Крест находился в поле зрения Маркуса Уэстхолла, прямо перед глазами, и иногда, в долгие периоды молчания, он не сводил с него пристального взгляда, словно ожидая, что он дарует ему некую таинственную силу, помогающую обрести решимость, благодать, которая, как он понимал, никогда не будет ему дана. Под этим символом велись битвы, великие сейсмические потрясения Церкви и Государства изменяли лицо Европы, мужчины и женщины подвергались пыткам, их сжигали на кострах, их убивали. Этот символ, с присущей ему проповедью любви и всепрощения, несли в самые темные преисподние человеческого сознания. Для Маркуса же он служил лишь пособием для того, чтобы сосредоточиться, помогал сфокусировать мысли, прокрадывающиеся в его мозг, вырастающие и мятущиеся там, словно хрупкие сухие листья под порывистым ветром.
Он давно уже тихонько вошел в часовню и, как обычно, усевшись на последнюю из деревянных скамей, пристально смотрел на крест, но не молился — он не имел ни малейшего представления о том, как приступить к молитве или с кем именно он попытается вступить в общение. Порой он задавался вопросом, как это было бы, если бы ему удалось отыскать ту потайную дверь, которая, как говорят, открывается на легчайший стук, и почувствовать, как гнет вины и нерешительности спадает с плеч. Но он знал, что эта область человеческого опыта ему недоступна, как музыка недоступна человеку, лишенному музыкального слуха. Летти Френшам, очевидно, нашла эту дверь. По воскресеньям, рано утром, он видел, как она проезжает на велосипеде мимо их Каменного коттеджа, угловатая, в шерстяной накидке с капюшоном, усердно нажимая на педали, чтобы преодолеть небольшой склон и выехать на дорогу. Ее призывал неслышимый звон колоколов какой-то деревенской церквушки, имени которой она не называла, да и вообще о ней никогда не говорила. Маркусу не приходилось встречать ее в часовне. Если она сюда и заходила, то, должно быть, в те часы, когда он был занят с Джорджем в операционной. Маркус думал, что ему не было бы неприятно, если бы они разделяли это святилище, если бы Летти иногда тихонько входила в часовню и сидела в доброжелательном молчании рядом с ним. Он ничего о ней не знал, кроме того, что она когда-то была гувернанткой Хелины Крессет, и понятия не имел, зачем ей понадобилось возвращаться в Манор после всех прошедших лет. Но с ее молчаливостью и добрым здравомыслием она казалась Маркусу тихим озером, тогда как он чувствовал, что в доме, да и в его собственном встревоженном мозгу, подспудные течения глубоки и бурны.
Из остальных обитателей Манора только Мог посещал деревенскую церковь, где он был неизменным участником церковного хора. Маркус подозревал, что во время вечерни все еще мощный баритон Мога становился для садовника способом выразить свою — хотя бы частичную — преданность деревне в ее противостоянии Манору, преданность старому распорядку, а не новому.

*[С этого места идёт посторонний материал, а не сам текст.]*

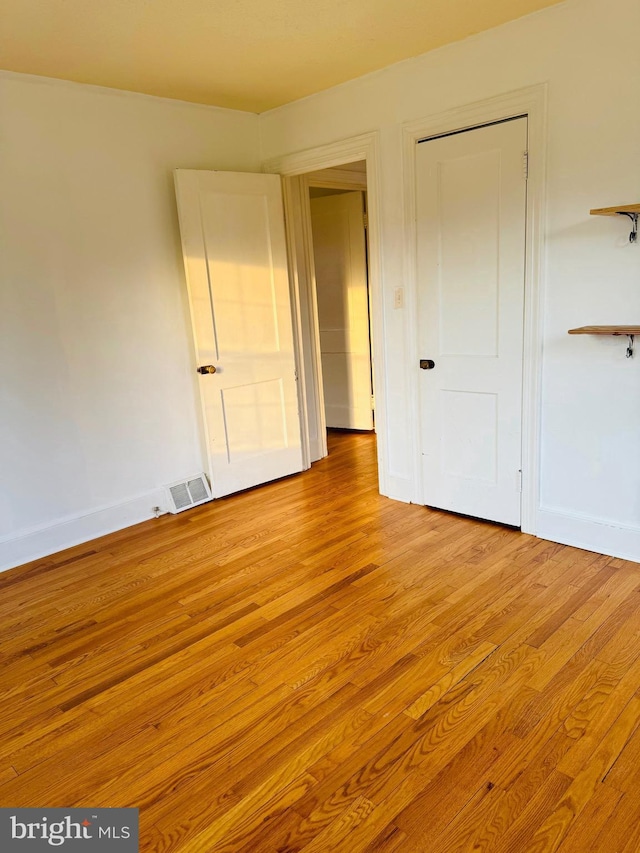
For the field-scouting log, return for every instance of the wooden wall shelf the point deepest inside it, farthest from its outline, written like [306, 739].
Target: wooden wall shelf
[615, 211]
[630, 210]
[606, 330]
[629, 331]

Мог будет работать у чужака, пока мисс Крессет ведает делами и пока заработок хороший, но мистер Чандлер-Пауэлл может купить лишь строго отмеренную порцию его лояльности.

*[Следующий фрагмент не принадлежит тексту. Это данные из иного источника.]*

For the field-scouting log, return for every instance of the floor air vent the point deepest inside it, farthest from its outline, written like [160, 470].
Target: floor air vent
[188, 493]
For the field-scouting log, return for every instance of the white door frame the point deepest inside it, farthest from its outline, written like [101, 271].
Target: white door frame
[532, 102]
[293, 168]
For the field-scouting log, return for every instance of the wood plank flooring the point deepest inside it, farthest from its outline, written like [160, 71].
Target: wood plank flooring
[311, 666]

Помимо креста на алтаре, единственным знаком, что эта келья стоит в каком-то смысле отдельно от ее окружения, была бронзовая мемориальная доска, вмурованная в стену у двери:
Памяти Констанс Урсулы,
1896–1928,
супруги сэра Чарлза Крессета, здесь обретшей покой
Молящийся сильней, поверь,И на земле под небесами, и в океане под волнами,В святом чертоге веры — в храме,Там, где вопрос — уже ответ,Где поиск — обретенья свет,Где стук откроет дверь.

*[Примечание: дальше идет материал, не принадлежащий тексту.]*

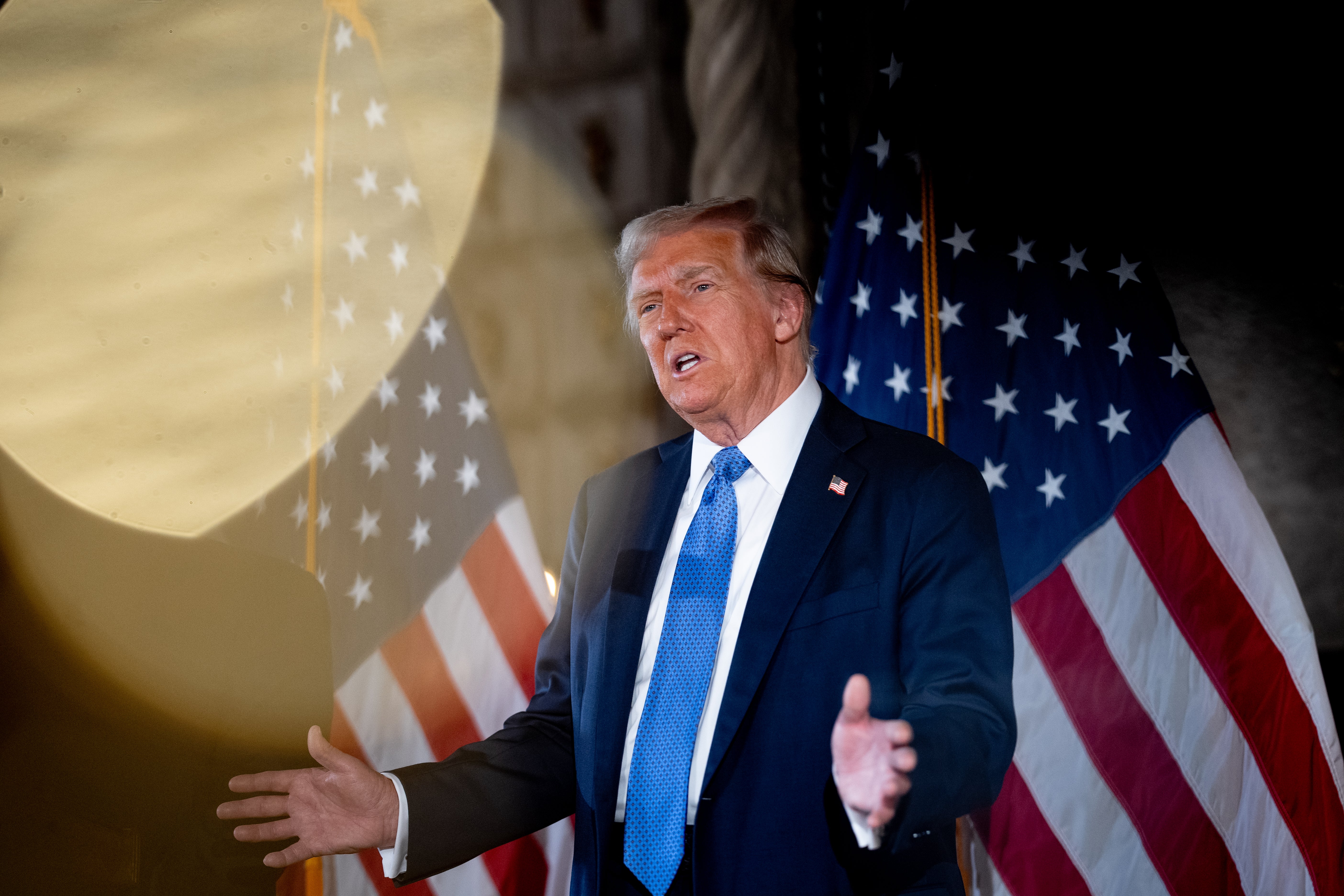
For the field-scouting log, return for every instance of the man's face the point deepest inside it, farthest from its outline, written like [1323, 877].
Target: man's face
[711, 330]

«Памяти супруги», но не «любимой супруги», а умерла она в тридцать два года. Значит, недолгий брак. Маркус отыскал происхождение стиха, столь отличного от обычных мемориальных текстов: оказалось, что это строки поэта восемнадцатого века Кристофера Смарта,[8] однако о Констанс Урсуле справки наводить Маркус не стал. Как все другие в доме, он не решался говорить с Хелиной о ее семье. Однако он считал бронзовую доску неуместным вторжением — в этой часовне все должно быть просто: камень и дерево.